Perte d’audition : réagir dès les premiers signes

Perte d’audition : réagir dès les premiers signes

A l’occasion de la 21e édition de la Journée nationale de l’Audition, qui se déroule ce 8 mars,  rappelons que la perte de l’audition fait partie des handicaps les plus fréquents chez les personnes âgées et apparaît relativement invalidante. Selon la direction de la recherche, des études, de l'évaluation et des statistiques (DREES), 30 % de la tranche d’âge 60-69 ans seraient concernés (tous niveaux de gravité confondus), et plus de 60 % après 90 ans.

 

Selon l’Organisation mondiale de la santé (OMS), aujourd’hui, 360 millions de personnes dans le monde souffrent de déficience auditive incapacitante. En France, on estime que près de dix millions de personnes sont concernées. La limitation fonctionnelle auditive est ainsi le handicap le plus répandu dans l’Hexagone !

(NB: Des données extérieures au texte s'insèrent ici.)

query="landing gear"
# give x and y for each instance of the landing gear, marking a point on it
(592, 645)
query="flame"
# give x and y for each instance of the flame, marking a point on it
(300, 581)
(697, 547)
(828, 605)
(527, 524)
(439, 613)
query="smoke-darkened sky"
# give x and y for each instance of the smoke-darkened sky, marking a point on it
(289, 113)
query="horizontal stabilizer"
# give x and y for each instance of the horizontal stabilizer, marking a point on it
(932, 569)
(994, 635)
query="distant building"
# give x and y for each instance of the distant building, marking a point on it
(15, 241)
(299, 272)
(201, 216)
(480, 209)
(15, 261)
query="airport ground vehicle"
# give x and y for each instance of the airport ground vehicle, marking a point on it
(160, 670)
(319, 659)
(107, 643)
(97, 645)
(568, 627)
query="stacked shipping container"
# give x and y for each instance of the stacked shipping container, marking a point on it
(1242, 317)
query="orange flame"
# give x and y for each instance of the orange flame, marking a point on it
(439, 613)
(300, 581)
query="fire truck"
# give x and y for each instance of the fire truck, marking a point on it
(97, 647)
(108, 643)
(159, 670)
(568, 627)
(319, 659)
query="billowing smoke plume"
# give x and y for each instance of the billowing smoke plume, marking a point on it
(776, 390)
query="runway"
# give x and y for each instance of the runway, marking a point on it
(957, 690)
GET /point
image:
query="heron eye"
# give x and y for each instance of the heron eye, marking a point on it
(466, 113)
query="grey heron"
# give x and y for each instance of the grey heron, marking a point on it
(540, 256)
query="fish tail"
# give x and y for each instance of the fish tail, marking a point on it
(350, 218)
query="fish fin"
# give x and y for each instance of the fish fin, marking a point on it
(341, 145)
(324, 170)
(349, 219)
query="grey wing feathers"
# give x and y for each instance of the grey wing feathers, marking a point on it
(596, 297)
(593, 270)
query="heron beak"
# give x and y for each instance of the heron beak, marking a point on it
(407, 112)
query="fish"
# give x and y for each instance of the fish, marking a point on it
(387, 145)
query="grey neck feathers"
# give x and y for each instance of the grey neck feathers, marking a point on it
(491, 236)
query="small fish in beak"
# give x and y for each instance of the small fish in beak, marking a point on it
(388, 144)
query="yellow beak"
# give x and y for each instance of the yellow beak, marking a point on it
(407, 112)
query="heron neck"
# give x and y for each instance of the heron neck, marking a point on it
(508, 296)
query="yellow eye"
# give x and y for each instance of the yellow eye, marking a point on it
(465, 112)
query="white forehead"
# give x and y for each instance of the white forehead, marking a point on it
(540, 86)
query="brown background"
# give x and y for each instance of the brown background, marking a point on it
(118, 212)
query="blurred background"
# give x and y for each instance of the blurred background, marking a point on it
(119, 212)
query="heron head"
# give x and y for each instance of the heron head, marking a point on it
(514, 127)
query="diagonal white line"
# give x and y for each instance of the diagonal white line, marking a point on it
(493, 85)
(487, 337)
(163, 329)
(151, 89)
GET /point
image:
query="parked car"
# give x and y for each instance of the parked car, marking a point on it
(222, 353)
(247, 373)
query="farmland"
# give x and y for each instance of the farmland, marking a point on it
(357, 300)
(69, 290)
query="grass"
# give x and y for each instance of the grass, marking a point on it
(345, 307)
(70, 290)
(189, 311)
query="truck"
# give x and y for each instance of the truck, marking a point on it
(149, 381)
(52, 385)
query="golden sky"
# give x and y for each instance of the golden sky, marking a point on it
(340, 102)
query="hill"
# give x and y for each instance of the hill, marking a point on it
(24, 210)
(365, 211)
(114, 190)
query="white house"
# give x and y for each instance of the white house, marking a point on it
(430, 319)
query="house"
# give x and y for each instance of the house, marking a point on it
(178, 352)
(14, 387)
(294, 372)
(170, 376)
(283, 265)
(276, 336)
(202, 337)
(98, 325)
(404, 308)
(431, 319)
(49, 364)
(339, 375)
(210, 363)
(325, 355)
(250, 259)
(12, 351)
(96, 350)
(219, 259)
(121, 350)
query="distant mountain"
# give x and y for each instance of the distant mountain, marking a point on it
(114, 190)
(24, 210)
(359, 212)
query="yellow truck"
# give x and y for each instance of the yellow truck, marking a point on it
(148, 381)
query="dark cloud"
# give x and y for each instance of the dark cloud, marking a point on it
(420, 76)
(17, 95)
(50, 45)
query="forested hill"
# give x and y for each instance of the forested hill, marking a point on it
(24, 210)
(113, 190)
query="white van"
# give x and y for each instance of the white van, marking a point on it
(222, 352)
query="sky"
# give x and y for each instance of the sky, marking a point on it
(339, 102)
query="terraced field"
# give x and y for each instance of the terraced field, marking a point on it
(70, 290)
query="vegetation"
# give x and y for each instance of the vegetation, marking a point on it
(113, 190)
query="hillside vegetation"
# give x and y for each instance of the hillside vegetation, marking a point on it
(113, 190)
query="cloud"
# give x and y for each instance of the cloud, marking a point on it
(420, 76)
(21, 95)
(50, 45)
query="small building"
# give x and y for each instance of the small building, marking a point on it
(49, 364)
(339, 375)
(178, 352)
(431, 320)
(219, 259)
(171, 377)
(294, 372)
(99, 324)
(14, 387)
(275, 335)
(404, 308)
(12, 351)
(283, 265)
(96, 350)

Avec la publication « Bien vieillir : de l’importance de bien entendre », l’action sociale Agirc et Arrco poursuit son exploration des facteurs favorisant le bien vieillir. Cette étude, menée entre novembre 2015 et février 2016 auprès de bénéficiaires des 17 centres de prévention Bien vieillir Agirc-Arrco, met en lumière l’importance de l’audition pour la qualité de vie.

 
Au-delà des difficultés de communication, la perte auditive génère souvent une certaine perte de confiance en soi. Par peur d’être mal comprise, jugée ou même moquée, la personne malentendante aura tendance à s’isoler, tant de sa sphère sociale que de ses intimes.
 
Lorsque l’audition baisse, ce sont les sons les plus aigus qui sont les plus difficiles à entendre et à comprendre. Les personnes atteintes de pertes auditives affirment souvent : « j’entends, mais je ne comprends pas ». ».

 

Risques d’isolement social

 

La baisse d’audition s’installe généralement progressivement, de manière insidieuse. Si elle n’est pas prise en charge précocement, cela peut entrainer des répercussions importantes au niveau familial, social, professionnel et même cognitif. Le constat est clair, les malentendants ont tendance à s’isoler socialement.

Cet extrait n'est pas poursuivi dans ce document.